Diversity of learning curves across sessions. From session to session, individual animals exhibited a rich repertoire of learning curves. As an example, Fig. 4c shows eight sessions obtained from the same animal. In these examples, the behavior during the extinction phase (gray area) is characterized by random responses (e.g., sessions 2, 7, and 15) or omissions (e.g., sessions 20 and 24). In some cases, however, the learning curves developed negative slopes (e.g., in sessions 1, 6 and 14), revealing the preference for the alternative choice (AC in Fig. 4c) described in the previous analysis (Fig. 3a2). In the same way, the renewal-test phase was characterized by a variable re-emergence of the learned response (stars on top right of panels show significance of the effect; see also Fig. 3a1, bottom). Upon return to context A, some sessions were characterized by a few learned responses before re-extinction took place (e.g., sessions 1, 7, and 20), or exhibited no significant renewal (e.g., sessions 15 and 24; see also Fig. 3a1, bottom). In some cases, animals persisted on the learned choice for most of the renewal-test phase (e.g., sessions 2 and 6; see also Fig. 3a1, middle).

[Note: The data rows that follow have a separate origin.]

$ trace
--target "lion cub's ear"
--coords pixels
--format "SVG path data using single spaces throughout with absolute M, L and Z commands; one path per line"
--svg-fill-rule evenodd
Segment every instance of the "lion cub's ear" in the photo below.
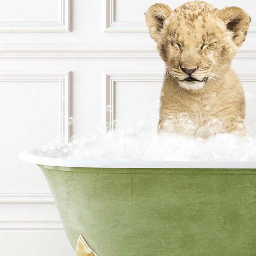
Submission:
M 226 24 L 226 29 L 234 32 L 233 40 L 240 47 L 247 34 L 251 20 L 250 16 L 241 8 L 230 6 L 220 10 L 219 17 Z
M 161 37 L 165 21 L 173 11 L 166 5 L 155 4 L 149 7 L 145 13 L 149 34 L 155 42 L 157 42 Z

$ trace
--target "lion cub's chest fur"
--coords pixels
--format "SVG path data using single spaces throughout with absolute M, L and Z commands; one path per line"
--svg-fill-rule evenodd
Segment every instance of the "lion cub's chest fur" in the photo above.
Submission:
M 167 120 L 170 115 L 177 117 L 178 114 L 186 112 L 189 119 L 199 127 L 207 126 L 212 118 L 217 118 L 222 123 L 223 129 L 231 132 L 232 126 L 237 122 L 237 117 L 245 118 L 243 89 L 231 70 L 215 84 L 206 86 L 200 94 L 181 88 L 170 78 L 165 80 L 162 91 L 164 96 L 161 98 L 162 104 L 159 124 Z M 182 130 L 176 126 L 174 132 L 182 132 Z

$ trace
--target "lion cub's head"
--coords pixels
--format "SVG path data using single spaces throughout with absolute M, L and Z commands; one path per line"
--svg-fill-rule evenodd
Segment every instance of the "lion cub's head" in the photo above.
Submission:
M 184 4 L 174 11 L 156 4 L 145 14 L 167 75 L 193 91 L 218 79 L 230 68 L 250 21 L 239 7 L 220 10 L 201 1 Z

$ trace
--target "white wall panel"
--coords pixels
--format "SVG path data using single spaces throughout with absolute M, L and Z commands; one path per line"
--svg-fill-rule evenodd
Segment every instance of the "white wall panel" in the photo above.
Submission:
M 68 32 L 70 0 L 0 1 L 0 31 Z
M 57 114 L 65 105 L 61 95 L 67 73 L 23 71 L 0 74 L 0 165 L 5 171 L 1 173 L 0 192 L 49 191 L 45 181 L 41 182 L 39 170 L 36 171 L 36 166 L 21 162 L 17 156 L 23 149 L 47 143 L 58 138 L 61 131 L 65 132 L 66 118 L 59 119 Z M 66 113 L 69 108 L 66 107 Z

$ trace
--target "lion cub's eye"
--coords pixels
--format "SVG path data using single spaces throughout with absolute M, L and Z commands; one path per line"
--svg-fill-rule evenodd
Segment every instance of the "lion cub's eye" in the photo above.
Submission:
M 203 44 L 201 47 L 201 49 L 203 50 L 207 46 L 206 46 L 205 44 Z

Another puzzling aspect uncovered by the bipolar encoding were the abrupt transitions upon the onset of the extinction phase. According to a widespread view of extinction learning, as animals experience a withdrawal of reinforcers upon the onset of context B, they initially persist on the previously reinforced choice for several trials before gradually changing their behavior towards omissions (Nevin 2012; Podlesnik and Shahan 2009, 2010). Indeed, several learning curves in our data were characterized by these smooth transitions (e.g., sessions 1 and 2 in Fig. 4c). In some sessions, however, the change in behavior seemed to occur abruptly upon the onset of context B (e.g., sessions 6, 7, 20, and 24 in Fig. 4c). These changes were apparently driven by the switch from the acquisition to the extinction context. To assess the presence of this peculiar behavior, we performed a categorical distinction based on the behavior within the first five trials of the extinction phase. Namely, we considered a transition abrupt if a pigeon emitted at least three non-reinforced choices (alternative choices or omissions) within the first five extinction trials, which rejects the hypothesis that animals continued to perform as required to end the acquisition phase (p = 0.022, Binomial test; see Materials and methods). According to this criterion, 39% of the sessions exhibited such abrupt transitions.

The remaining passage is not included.